If we're just going to suggest plot stuff then I'd like to suggest the following:
Have the appearance, nature and behavior of the Trespassers reflect the war effort. If the war effort's losing or just getting started, then the Trespassers should basically be upstarts. The weak, who, through consuming the denizens of the frontier worlds, have grown stronger. Basically, what's currently being fought: entities that clearly resemble what they mimic in both appearance, capabilities and behavior.
However, as the campaign drags on, and assuming the defenders are actually winning, the Trespassers should slowly change, as the upstarts are destroyed and the more powerful ones begin to starve as their intrusions are pushed back. Eventually, the party should no longer be fighting bosses (regulars foes are still fine) that just take a form appropriate to a world but rather ones who do not. Ones who, in another time could have devoured entire worlds without a thought, who would rend apart deities as if they were mere insects, whose very presences made reality unravel. The emaciated husks of old gods, dangerous but mere shadows of what they once were, starved by set back after set back. They should, if anything recognizable even remains, be based on the fallen figures of universes that no longer exist, or amalgamations of numerous battle-torn worlds.
They should be still powerful enough to put up a fight (and certainly not easier than their predecessors), yet weakened enough that their wretched state becomes known. Perhaps, every now and then they'll try to use some sort of attack, something that they could cast with the merest thought before but which they are far too weak to use now; perhaps they'll start suffering from fear effects, sometimes even covering for reasons they cannot even understand as residual instincts from their assimilated prey screaming at them to run; or perhaps they'll just be broken, already in a critical state by the time the battle even begins yet still having more health than those who came before. The battles should focus more and more on exploiting their weaknesses, rather than focusing on the party's strengths, more on stamping out a great threat that still has a chance to regain its former glory, than on repelling growing intruders.
This is for a few reasons, firstly, it'll bring something new to the table after everyone's figured out how to use their characters in tandem, what the optimal action sequences are and whatnot. It'll force them to think on their feet again, to win battles based more on chiseling away at the cracks in their foe's armor than on just smashing them apart with overwhelming force. Secondly, it gives a sense of progress, that circumstances are changing, that their actions matter. It goes from fighting the familiar to fighting the unknown, foes from settings that might not even resemble any particularly well known piece of fiction, or which are gestalt entities.

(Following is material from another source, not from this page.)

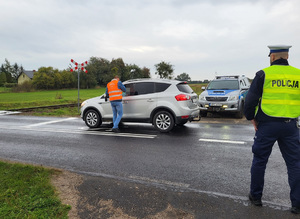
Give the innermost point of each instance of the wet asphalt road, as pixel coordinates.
(201, 168)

Lastly, and perhaps most importantly, it gives a sense of accomplishment. Often in films, it is in the darkest hour whereupon victory is snatched, yet this doesn't leave players in a game feeling too accomplished, for even fools have their rare strokes of brilliance, and tragic figures their moments of fortune. No, by slowly and systematically crushing your foe, by seeing as their ranks fall apart revealing the starved remnants of those who could once erase entire worlds, that is a far more profound sense of accomplishment.
Knowing that it isn't because you won here or there, but rather because you won and kept on winning, that your foe could've recovered yet you're still forcing them back. There'd still be tension, for you will know that in the beginning you too were on the brink, and that your foe may recover just the same should you fail. But also perhaps even more compelling, living on the knife's edge for so long dulls it, to stand beneath the Sword of Damocles day in day out brews apathy. Here, you're not fighting for the same reason of "because otherwise everyone dies" every single time, you'll be fighting to ensure your recent victories were not in vain, fighting to keep the ground you only just earned, fighting because your actions made a difference and you'll see that change through.
And in the end, to face monstrosities that were once too terrible to even comprehend; to prevail in hard-fought battles against them yet knowing that compared to all the stories, they were disappointments; to perhaps even in the briefest moments in the those sleepless nights to feel pity for them; that is when you feel like you're winning. To know that you've ruined your foes so thoroughly, that you've hurled from the loftiest heights of grace, that you've made them reel from your onslaughts, that's when you feel like you've accomplished something truly impressive.